James avait vu juste ; mais la réalité était pire encore. Il devenait évident que les Gryffondors faisaient bien plus que se monter la tête dans leur salle commune. Il ne s'agissait pas juste de quelques bouc-émissaires que l'on servait aux élèves de première année sur un plateau pour qu'ils comprennent la manière dont le château fonctionne, ou d'une colère mal placée de la part des élèves mineurs qui devaient gérer de faire partie de la maison des héros sans avoir pour autant participé à la Guerre ; la paranoïa s'était déjà installée et l'essentialisation était massive. Cette fixation sur des évènements uniques et – franchement, pas si intéressants que ça, comme l'incident des Têtes Chercheuses de Traitres était également démonstrative du problème. Il devenait clair qu'ils n'arrivaient pas à accepter l'état de fait et passer à autre chose ; Griffin préférait se rattacher constamment à une pseudo-injustice pour pouvoir la ramener sur la table dès qu'il se sentait pris à défaut, incapable de vivre dans le présent qu'il était. J'étais devenue problématique à leurs yeux car je m'étais interposée. En m'interposant, je leur avais rappelé le caractère tout à fait amoral de leur position et avais mis en péril toute l'histoire fantasmée qu'ils devaient se raconter tous les soirs entre deux feux. L'incident des Têtes Chercheuses de Traitres devenait ainsi la Grande Histoire du moment où on a empêché les Gryffondors de résister contre les lanceurs d'endoloris. Carter – ainsi que les rires des Gryffondors, me l'avaient signifié d'une manière tout à fait particulière, mais Parker était intervenue. J'imagine qu'il n'avait pas fallu beaucoup plus pour alimenter la paranoïa naissante. Les souvenirs de l'année dernière étaient vifs et je n'avais pas besoin que l'on m'explique ce que cela sous-entendait pour la suite de l'année.

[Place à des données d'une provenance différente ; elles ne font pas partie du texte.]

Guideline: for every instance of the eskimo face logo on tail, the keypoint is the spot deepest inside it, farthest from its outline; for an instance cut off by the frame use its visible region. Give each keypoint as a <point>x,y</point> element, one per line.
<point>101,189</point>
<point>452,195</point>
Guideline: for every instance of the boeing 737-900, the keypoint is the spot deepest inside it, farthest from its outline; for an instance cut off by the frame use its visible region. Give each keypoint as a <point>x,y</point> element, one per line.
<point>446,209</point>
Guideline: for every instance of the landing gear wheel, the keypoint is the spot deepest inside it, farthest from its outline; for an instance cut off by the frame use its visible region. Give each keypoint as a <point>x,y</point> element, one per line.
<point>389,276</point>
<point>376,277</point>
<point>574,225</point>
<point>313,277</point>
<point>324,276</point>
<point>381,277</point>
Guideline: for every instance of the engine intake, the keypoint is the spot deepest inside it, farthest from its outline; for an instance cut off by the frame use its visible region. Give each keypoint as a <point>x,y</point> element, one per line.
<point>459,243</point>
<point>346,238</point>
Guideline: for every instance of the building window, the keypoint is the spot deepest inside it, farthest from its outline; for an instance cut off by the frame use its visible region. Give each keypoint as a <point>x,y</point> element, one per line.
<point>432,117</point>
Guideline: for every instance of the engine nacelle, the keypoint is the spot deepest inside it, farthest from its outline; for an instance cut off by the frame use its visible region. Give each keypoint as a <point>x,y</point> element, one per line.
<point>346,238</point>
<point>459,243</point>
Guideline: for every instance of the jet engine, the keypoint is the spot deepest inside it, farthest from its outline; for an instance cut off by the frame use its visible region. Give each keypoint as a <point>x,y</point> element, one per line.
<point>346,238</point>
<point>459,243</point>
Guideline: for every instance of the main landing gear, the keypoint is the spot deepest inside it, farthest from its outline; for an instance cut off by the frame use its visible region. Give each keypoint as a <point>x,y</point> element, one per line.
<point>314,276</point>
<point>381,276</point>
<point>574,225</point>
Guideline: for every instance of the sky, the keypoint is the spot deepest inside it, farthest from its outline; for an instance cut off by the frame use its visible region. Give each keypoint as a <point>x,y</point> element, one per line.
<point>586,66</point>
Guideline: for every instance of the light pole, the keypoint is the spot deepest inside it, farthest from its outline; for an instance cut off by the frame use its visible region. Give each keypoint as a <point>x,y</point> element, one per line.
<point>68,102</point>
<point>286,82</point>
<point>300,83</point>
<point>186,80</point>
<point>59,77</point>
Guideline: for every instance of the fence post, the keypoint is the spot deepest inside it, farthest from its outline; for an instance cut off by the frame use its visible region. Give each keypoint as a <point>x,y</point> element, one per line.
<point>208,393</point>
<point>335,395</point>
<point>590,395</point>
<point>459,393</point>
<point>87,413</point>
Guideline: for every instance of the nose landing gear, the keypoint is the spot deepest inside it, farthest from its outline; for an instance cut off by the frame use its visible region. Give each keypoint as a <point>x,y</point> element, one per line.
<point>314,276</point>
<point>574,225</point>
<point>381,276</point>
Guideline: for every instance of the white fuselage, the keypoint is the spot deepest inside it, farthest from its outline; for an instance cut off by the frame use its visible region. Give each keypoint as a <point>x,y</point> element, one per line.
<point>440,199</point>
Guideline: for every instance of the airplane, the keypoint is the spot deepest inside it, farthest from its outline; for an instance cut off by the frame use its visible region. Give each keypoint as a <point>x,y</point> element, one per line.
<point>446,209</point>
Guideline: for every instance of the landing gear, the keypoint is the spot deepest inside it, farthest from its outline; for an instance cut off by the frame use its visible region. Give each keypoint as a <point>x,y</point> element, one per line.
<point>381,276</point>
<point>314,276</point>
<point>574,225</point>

Si le préfet était une bonne illustration de ce qu'il se passait dans la tour des Gryffondors, ils perdaient petit à petit pieds avec la réalité ; bien vite, les Serpentards se verront perdre le droit à la moindre erreur avant qu'il ne leur soit ôté le droit-même à l'existence. Toute personne qui s'opposerait au conflit Serpentard-Gryffondor – ou qui ne viendrait pas valider les histoires fantasmées des Gryffondors, deviendrait un traitre à son tour ; et une preuve de la position victimaire des Gryffondors. Avant-même qu'ils ne s'en rendent compte, les Gryffondors s'en prendront eux-mêmes aux Gryffondors qui ne suivent pas la même logique.
Je soupirai et secouai la tête, agacée ; nous n'avions définitivement pas assez de problèmes à gérer comme ça. Au moins, en réagissant de cette façon, les autres préfets étaient à leur tour les témoins de la situation problématique dans laquelle semblait se perdre Gryffondor. Vu le regard que Miller me lança, le préfet-en-chef sembla en tout cas en prendre la juste mesure. Il fallait juste espérer que Serpentard n'était pas dans un même état.